I too found the rewire to be quite a time consuming job, but thankfully, some of the original wiring was still sound. I found the best way was to detach each wire, one at a time, at one end, then solder the new wire to the end of the old one, using the old wire as a 'pull through'. It was necessary at times to carefully guide the soldered joint through the grommets and securing loops and clips, but at least the new wiring was very amenable  to being pulled along its path. Once pulled through, I attached the new wire to its solder lug at one end, checked the fit of the wire along its entire run,then snip off the surplus wire, remove the still attached old wire, and finally connect the new wire to its tag. I did this, one wire at a time, and only ever disconnected one end at a time.

One advantage of doing it this way was that the wires always followed the exact same run as the original, which in some instances was critical to avoiding mutual interference - like the vision output lead from signal chassis to CRT base, which must be spiralled around the entire CRT wiring harness.

For the replacement wiring, I used the coloured cores from "7 core" trailer lighting cable - it was just the job! nowadays we have "13 core" trailer cable, so even more colours to choose from!

ReplyQuote
Posted : 26/09/2020 8:28 pm
PYE625 liked
PYE625
(@pye625)
Famed V-Ratter Registered
Posted by: @katie-bush
I found the best way was to detach each wire, one at a time, at one end, then solder the new wire to the end of the old one, using the old wire as a 'pull through'.

I agree, and this was the best way.
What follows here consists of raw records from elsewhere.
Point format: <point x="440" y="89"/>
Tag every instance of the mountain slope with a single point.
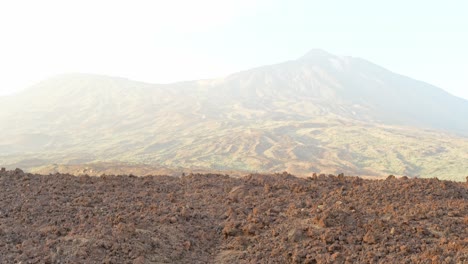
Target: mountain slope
<point x="318" y="113"/>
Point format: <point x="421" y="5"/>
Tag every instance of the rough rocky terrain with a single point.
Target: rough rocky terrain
<point x="219" y="219"/>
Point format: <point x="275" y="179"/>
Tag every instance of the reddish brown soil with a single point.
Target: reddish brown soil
<point x="219" y="219"/>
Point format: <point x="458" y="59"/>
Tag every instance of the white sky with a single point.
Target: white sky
<point x="166" y="41"/>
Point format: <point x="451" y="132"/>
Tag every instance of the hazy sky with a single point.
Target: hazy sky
<point x="166" y="41"/>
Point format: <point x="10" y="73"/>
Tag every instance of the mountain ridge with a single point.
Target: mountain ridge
<point x="333" y="114"/>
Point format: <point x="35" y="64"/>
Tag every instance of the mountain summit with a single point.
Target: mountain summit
<point x="320" y="112"/>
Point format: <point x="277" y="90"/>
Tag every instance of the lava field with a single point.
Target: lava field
<point x="211" y="218"/>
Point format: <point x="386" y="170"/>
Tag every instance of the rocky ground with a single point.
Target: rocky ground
<point x="219" y="219"/>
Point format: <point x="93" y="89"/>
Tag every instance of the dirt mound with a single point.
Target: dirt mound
<point x="218" y="219"/>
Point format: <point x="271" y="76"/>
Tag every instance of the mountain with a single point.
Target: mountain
<point x="318" y="113"/>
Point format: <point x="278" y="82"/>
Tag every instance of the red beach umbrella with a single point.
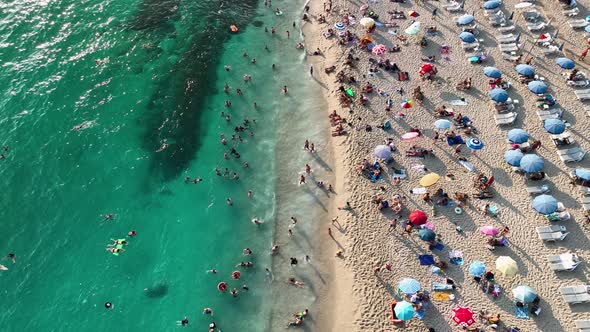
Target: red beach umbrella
<point x="426" y="68"/>
<point x="463" y="316"/>
<point x="418" y="217"/>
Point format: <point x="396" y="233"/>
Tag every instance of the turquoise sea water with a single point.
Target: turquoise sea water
<point x="158" y="82"/>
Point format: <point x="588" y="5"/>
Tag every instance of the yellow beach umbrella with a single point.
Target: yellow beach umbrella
<point x="506" y="265"/>
<point x="429" y="179"/>
<point x="367" y="22"/>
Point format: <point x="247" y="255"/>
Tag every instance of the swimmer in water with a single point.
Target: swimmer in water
<point x="11" y="256"/>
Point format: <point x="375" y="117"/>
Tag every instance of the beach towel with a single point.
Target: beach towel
<point x="441" y="296"/>
<point x="426" y="259"/>
<point x="439" y="246"/>
<point x="521" y="312"/>
<point x="456" y="257"/>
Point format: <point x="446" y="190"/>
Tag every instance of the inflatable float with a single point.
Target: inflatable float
<point x="222" y="286"/>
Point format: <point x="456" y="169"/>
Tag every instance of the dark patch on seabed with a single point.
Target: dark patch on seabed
<point x="176" y="107"/>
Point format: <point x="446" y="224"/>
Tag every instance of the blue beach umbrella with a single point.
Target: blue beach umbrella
<point x="492" y="72"/>
<point x="442" y="124"/>
<point x="531" y="163"/>
<point x="513" y="157"/>
<point x="537" y="87"/>
<point x="474" y="144"/>
<point x="582" y="173"/>
<point x="467" y="37"/>
<point x="554" y="126"/>
<point x="465" y="19"/>
<point x="499" y="95"/>
<point x="518" y="136"/>
<point x="492" y="4"/>
<point x="525" y="70"/>
<point x="426" y="234"/>
<point x="477" y="269"/>
<point x="409" y="286"/>
<point x="565" y="63"/>
<point x="524" y="294"/>
<point x="404" y="310"/>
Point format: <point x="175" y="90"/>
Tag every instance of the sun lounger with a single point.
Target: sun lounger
<point x="578" y="24"/>
<point x="576" y="298"/>
<point x="536" y="26"/>
<point x="552" y="237"/>
<point x="507" y="48"/>
<point x="505" y="119"/>
<point x="537" y="190"/>
<point x="550" y="229"/>
<point x="506" y="29"/>
<point x="571" y="12"/>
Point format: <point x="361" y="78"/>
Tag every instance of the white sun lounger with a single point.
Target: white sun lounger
<point x="576" y="298"/>
<point x="571" y="12"/>
<point x="537" y="190"/>
<point x="506" y="29"/>
<point x="505" y="119"/>
<point x="507" y="48"/>
<point x="551" y="229"/>
<point x="578" y="24"/>
<point x="552" y="237"/>
<point x="536" y="26"/>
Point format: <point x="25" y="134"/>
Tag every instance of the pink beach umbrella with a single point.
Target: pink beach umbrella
<point x="410" y="136"/>
<point x="489" y="230"/>
<point x="379" y="49"/>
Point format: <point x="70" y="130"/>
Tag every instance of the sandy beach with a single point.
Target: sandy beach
<point x="358" y="298"/>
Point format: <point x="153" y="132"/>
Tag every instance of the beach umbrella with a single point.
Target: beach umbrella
<point x="465" y="19"/>
<point x="477" y="269"/>
<point x="518" y="136"/>
<point x="463" y="316"/>
<point x="524" y="294"/>
<point x="525" y="70"/>
<point x="506" y="265"/>
<point x="537" y="87"/>
<point x="407" y="103"/>
<point x="531" y="163"/>
<point x="492" y="4"/>
<point x="467" y="37"/>
<point x="474" y="144"/>
<point x="418" y="217"/>
<point x="382" y="151"/>
<point x="489" y="230"/>
<point x="379" y="49"/>
<point x="426" y="234"/>
<point x="492" y="72"/>
<point x="409" y="286"/>
<point x="499" y="95"/>
<point x="442" y="124"/>
<point x="413" y="29"/>
<point x="582" y="173"/>
<point x="367" y="22"/>
<point x="404" y="310"/>
<point x="429" y="179"/>
<point x="565" y="63"/>
<point x="545" y="204"/>
<point x="554" y="126"/>
<point x="513" y="157"/>
<point x="410" y="136"/>
<point x="426" y="68"/>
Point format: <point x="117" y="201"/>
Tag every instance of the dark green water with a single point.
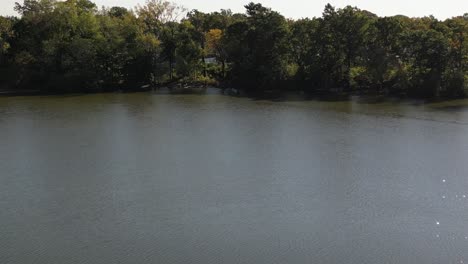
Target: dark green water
<point x="152" y="178"/>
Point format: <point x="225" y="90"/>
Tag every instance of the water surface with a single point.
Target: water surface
<point x="154" y="178"/>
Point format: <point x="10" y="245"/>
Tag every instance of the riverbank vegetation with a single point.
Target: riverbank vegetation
<point x="74" y="46"/>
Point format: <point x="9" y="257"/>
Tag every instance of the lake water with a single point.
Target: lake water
<point x="156" y="178"/>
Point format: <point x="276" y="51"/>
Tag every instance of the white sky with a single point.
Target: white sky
<point x="441" y="9"/>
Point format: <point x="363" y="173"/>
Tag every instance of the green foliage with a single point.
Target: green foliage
<point x="71" y="45"/>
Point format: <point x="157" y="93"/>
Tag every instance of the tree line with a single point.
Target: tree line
<point x="74" y="46"/>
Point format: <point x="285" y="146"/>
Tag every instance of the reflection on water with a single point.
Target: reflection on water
<point x="156" y="178"/>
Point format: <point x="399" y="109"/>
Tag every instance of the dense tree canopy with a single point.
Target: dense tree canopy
<point x="72" y="45"/>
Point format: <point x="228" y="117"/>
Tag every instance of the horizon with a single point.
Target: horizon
<point x="296" y="9"/>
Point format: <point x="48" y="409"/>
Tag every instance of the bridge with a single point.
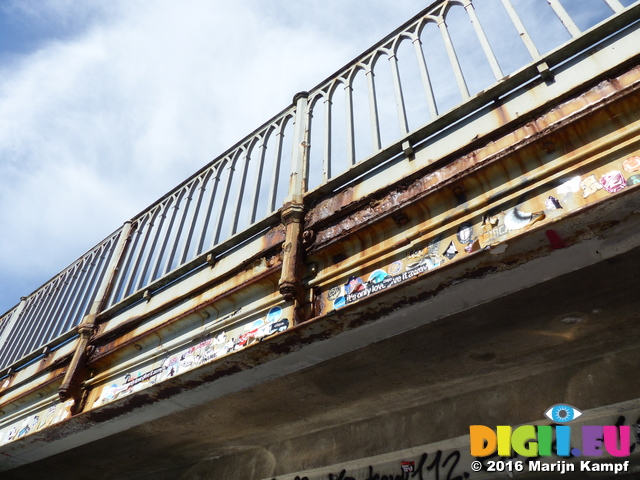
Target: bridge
<point x="443" y="233"/>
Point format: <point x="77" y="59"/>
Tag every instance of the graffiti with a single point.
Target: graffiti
<point x="436" y="467"/>
<point x="552" y="203"/>
<point x="590" y="185"/>
<point x="207" y="349"/>
<point x="631" y="164"/>
<point x="613" y="182"/>
<point x="50" y="415"/>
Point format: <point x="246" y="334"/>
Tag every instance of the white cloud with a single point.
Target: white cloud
<point x="124" y="100"/>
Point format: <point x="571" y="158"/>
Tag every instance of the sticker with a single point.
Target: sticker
<point x="613" y="182"/>
<point x="420" y="262"/>
<point x="408" y="467"/>
<point x="451" y="251"/>
<point x="472" y="247"/>
<point x="334" y="292"/>
<point x="354" y="285"/>
<point x="570" y="186"/>
<point x="279" y="326"/>
<point x="631" y="164"/>
<point x="11" y="434"/>
<point x="396" y="267"/>
<point x="377" y="276"/>
<point x="465" y="233"/>
<point x="552" y="203"/>
<point x="589" y="185"/>
<point x="339" y="302"/>
<point x="434" y="246"/>
<point x="514" y="219"/>
<point x="274" y="314"/>
<point x="633" y="180"/>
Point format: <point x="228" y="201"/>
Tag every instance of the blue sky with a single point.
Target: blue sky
<point x="105" y="106"/>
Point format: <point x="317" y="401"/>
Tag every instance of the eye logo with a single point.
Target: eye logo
<point x="562" y="413"/>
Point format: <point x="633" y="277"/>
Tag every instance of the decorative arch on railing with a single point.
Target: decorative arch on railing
<point x="351" y="117"/>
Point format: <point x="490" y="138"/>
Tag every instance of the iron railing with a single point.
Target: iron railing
<point x="435" y="63"/>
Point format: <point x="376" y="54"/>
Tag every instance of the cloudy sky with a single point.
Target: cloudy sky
<point x="106" y="105"/>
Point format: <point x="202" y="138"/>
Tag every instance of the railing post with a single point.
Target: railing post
<point x="71" y="384"/>
<point x="12" y="322"/>
<point x="293" y="210"/>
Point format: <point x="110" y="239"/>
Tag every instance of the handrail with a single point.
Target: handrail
<point x="239" y="193"/>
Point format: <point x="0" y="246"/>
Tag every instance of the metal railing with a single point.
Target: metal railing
<point x="433" y="64"/>
<point x="58" y="306"/>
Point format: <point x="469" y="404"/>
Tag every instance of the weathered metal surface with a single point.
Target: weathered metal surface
<point x="548" y="169"/>
<point x="448" y="364"/>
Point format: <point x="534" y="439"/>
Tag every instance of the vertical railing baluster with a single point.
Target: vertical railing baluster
<point x="273" y="193"/>
<point x="175" y="206"/>
<point x="453" y="59"/>
<point x="615" y="5"/>
<point x="231" y="166"/>
<point x="183" y="218"/>
<point x="78" y="293"/>
<point x="49" y="309"/>
<point x="37" y="324"/>
<point x="8" y="331"/>
<point x="484" y="42"/>
<point x="212" y="199"/>
<point x="426" y="81"/>
<point x="196" y="213"/>
<point x="256" y="193"/>
<point x="326" y="154"/>
<point x="153" y="216"/>
<point x="350" y="139"/>
<point x="373" y="109"/>
<point x="564" y="17"/>
<point x="240" y="194"/>
<point x="307" y="164"/>
<point x="524" y="35"/>
<point x="144" y="229"/>
<point x="101" y="298"/>
<point x="17" y="344"/>
<point x="397" y="90"/>
<point x="133" y="257"/>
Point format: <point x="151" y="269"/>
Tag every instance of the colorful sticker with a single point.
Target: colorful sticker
<point x="570" y="186"/>
<point x="515" y="219"/>
<point x="274" y="314"/>
<point x="465" y="233"/>
<point x="208" y="349"/>
<point x="354" y="285"/>
<point x="589" y="185"/>
<point x="396" y="267"/>
<point x="334" y="293"/>
<point x="633" y="180"/>
<point x="451" y="251"/>
<point x="48" y="416"/>
<point x="377" y="276"/>
<point x="613" y="181"/>
<point x="631" y="164"/>
<point x="552" y="203"/>
<point x="339" y="302"/>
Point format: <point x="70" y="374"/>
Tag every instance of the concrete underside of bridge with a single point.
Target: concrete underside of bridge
<point x="498" y="347"/>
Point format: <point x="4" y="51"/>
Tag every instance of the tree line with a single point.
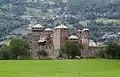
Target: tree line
<point x="18" y="49"/>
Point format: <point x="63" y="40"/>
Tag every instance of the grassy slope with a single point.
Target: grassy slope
<point x="82" y="68"/>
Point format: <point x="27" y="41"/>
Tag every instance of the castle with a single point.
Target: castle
<point x="51" y="40"/>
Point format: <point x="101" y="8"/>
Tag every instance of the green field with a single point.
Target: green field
<point x="65" y="68"/>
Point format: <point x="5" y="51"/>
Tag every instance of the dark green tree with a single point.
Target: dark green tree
<point x="111" y="51"/>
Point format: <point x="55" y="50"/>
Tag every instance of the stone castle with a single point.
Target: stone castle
<point x="51" y="40"/>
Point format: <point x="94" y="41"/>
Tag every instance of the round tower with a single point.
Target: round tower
<point x="79" y="35"/>
<point x="73" y="38"/>
<point x="60" y="36"/>
<point x="85" y="38"/>
<point x="48" y="33"/>
<point x="37" y="34"/>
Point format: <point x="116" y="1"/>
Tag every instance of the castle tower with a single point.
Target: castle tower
<point x="48" y="33"/>
<point x="73" y="38"/>
<point x="60" y="36"/>
<point x="36" y="35"/>
<point x="85" y="38"/>
<point x="49" y="41"/>
<point x="79" y="35"/>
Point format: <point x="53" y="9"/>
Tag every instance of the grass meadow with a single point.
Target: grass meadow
<point x="60" y="68"/>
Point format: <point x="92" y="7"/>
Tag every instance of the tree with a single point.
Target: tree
<point x="111" y="51"/>
<point x="71" y="49"/>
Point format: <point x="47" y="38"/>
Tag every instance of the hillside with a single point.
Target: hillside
<point x="16" y="13"/>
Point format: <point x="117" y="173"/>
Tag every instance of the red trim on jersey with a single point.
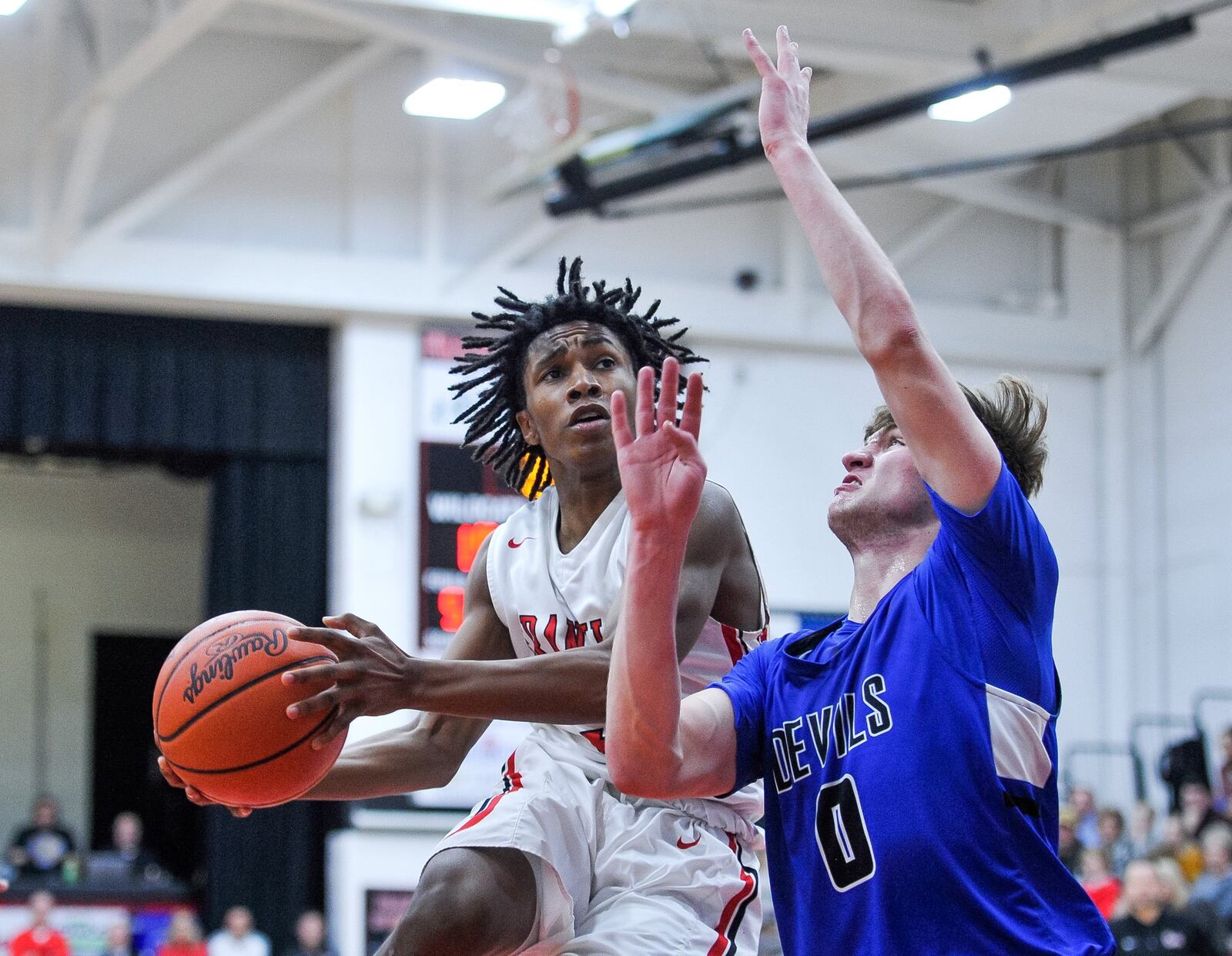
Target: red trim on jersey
<point x="513" y="781"/>
<point x="530" y="625"/>
<point x="732" y="638"/>
<point x="733" y="913"/>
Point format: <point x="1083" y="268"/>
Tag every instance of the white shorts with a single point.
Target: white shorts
<point x="616" y="874"/>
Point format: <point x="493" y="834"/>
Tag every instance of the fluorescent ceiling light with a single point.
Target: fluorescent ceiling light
<point x="454" y="99"/>
<point x="545" y="12"/>
<point x="971" y="105"/>
<point x="614" y="8"/>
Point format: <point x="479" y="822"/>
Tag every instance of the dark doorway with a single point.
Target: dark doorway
<point x="125" y="760"/>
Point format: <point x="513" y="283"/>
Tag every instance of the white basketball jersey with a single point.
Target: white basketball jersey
<point x="552" y="603"/>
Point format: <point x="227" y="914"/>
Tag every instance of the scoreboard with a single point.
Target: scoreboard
<point x="461" y="503"/>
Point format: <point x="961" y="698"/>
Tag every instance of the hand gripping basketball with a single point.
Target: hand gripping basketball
<point x="662" y="470"/>
<point x="373" y="674"/>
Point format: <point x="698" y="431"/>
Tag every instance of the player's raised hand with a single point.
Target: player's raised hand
<point x="782" y="115"/>
<point x="661" y="468"/>
<point x="373" y="675"/>
<point x="192" y="794"/>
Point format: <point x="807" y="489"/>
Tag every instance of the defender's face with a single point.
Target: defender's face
<point x="881" y="488"/>
<point x="570" y="376"/>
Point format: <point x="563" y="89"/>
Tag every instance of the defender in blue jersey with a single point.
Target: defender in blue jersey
<point x="909" y="749"/>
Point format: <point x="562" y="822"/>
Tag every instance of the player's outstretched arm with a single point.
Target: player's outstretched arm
<point x="954" y="453"/>
<point x="658" y="747"/>
<point x="375" y="675"/>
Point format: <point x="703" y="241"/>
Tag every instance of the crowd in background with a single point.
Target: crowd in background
<point x="1163" y="884"/>
<point x="46" y="849"/>
<point x="237" y="937"/>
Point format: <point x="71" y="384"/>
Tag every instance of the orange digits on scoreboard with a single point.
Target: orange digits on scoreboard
<point x="470" y="539"/>
<point x="450" y="603"/>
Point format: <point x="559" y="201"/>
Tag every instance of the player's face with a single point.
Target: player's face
<point x="881" y="490"/>
<point x="570" y="376"/>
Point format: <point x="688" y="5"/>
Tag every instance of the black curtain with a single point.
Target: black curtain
<point x="246" y="404"/>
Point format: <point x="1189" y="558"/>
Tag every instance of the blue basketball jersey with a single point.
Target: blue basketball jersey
<point x="911" y="759"/>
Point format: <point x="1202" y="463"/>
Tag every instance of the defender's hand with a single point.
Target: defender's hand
<point x="373" y="674"/>
<point x="192" y="794"/>
<point x="662" y="471"/>
<point x="782" y="115"/>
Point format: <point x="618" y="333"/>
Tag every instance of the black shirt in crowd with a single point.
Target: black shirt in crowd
<point x="45" y="847"/>
<point x="1173" y="933"/>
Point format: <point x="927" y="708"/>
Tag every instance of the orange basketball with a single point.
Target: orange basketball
<point x="219" y="711"/>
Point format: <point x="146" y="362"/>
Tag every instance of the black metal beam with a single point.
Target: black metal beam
<point x="725" y="152"/>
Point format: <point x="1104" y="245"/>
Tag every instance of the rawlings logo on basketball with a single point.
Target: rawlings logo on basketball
<point x="226" y="653"/>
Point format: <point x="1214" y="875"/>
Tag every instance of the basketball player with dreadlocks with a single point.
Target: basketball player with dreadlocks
<point x="557" y="860"/>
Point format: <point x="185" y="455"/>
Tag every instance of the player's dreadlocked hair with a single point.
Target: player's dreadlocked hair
<point x="496" y="361"/>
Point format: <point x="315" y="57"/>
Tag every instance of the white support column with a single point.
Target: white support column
<point x="1183" y="212"/>
<point x="1176" y="283"/>
<point x="79" y="182"/>
<point x="525" y="244"/>
<point x="42" y="175"/>
<point x="192" y="174"/>
<point x="152" y="52"/>
<point x="928" y="234"/>
<point x="98" y="108"/>
<point x="375" y="481"/>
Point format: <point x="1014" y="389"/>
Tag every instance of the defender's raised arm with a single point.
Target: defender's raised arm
<point x="954" y="453"/>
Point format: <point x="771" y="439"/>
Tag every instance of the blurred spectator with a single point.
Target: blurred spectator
<point x="182" y="937"/>
<point x="1143" y="835"/>
<point x="1069" y="847"/>
<point x="1226" y="767"/>
<point x="311" y="935"/>
<point x="1149" y="925"/>
<point x="1100" y="882"/>
<point x="126" y="859"/>
<point x="1083" y="801"/>
<point x="237" y="938"/>
<point x="42" y="845"/>
<point x="120" y="940"/>
<point x="1174" y="843"/>
<point x="1114" y="841"/>
<point x="40" y="939"/>
<point x="1215" y="884"/>
<point x="1173" y="886"/>
<point x="1198" y="810"/>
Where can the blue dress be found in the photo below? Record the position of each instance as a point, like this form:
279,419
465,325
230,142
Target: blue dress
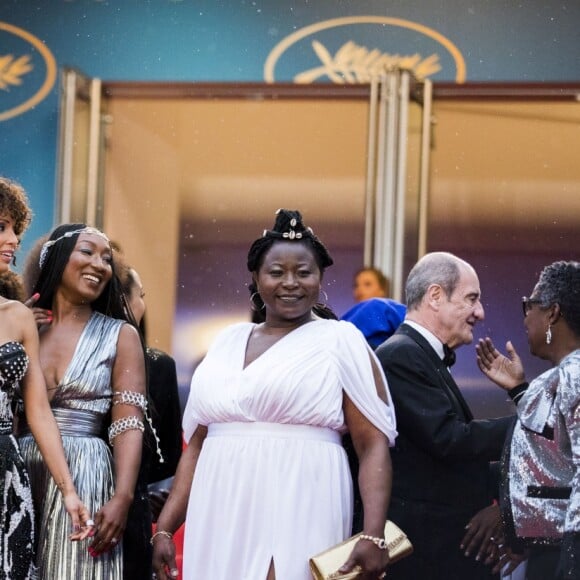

To disconnect them all at once would be to invite an error !

The old insulation was flaking off like a hailstorm and getting everywhere. A right pain in the wotsit.

ReplyQuote
Topic starter Posted : 26/09/2020 11:18 pm
PYE625
(@pye625)
Famed V-Ratter Registered
Posted by: @nuvistor

I am nearly sure this is basically the same chassis that was in the Bush 21inch TV my parents bought in 1958

That might be the TUG59 model that is listed in the Trader Sheet data. It is a console with doors though.

ReplyQuote
Topic starter Posted : 26/09/2020 11:26 pm
Cathovisor
(@cathovisor)
Illustrious V-Ratter Registered

@pye625

Something at the back of my mind is saying "TV79"... IIRC the advertising almost went along the lines of "we can't imagine why anyone would want a table set this big". 

I might see if I can find an appropriate catalogue.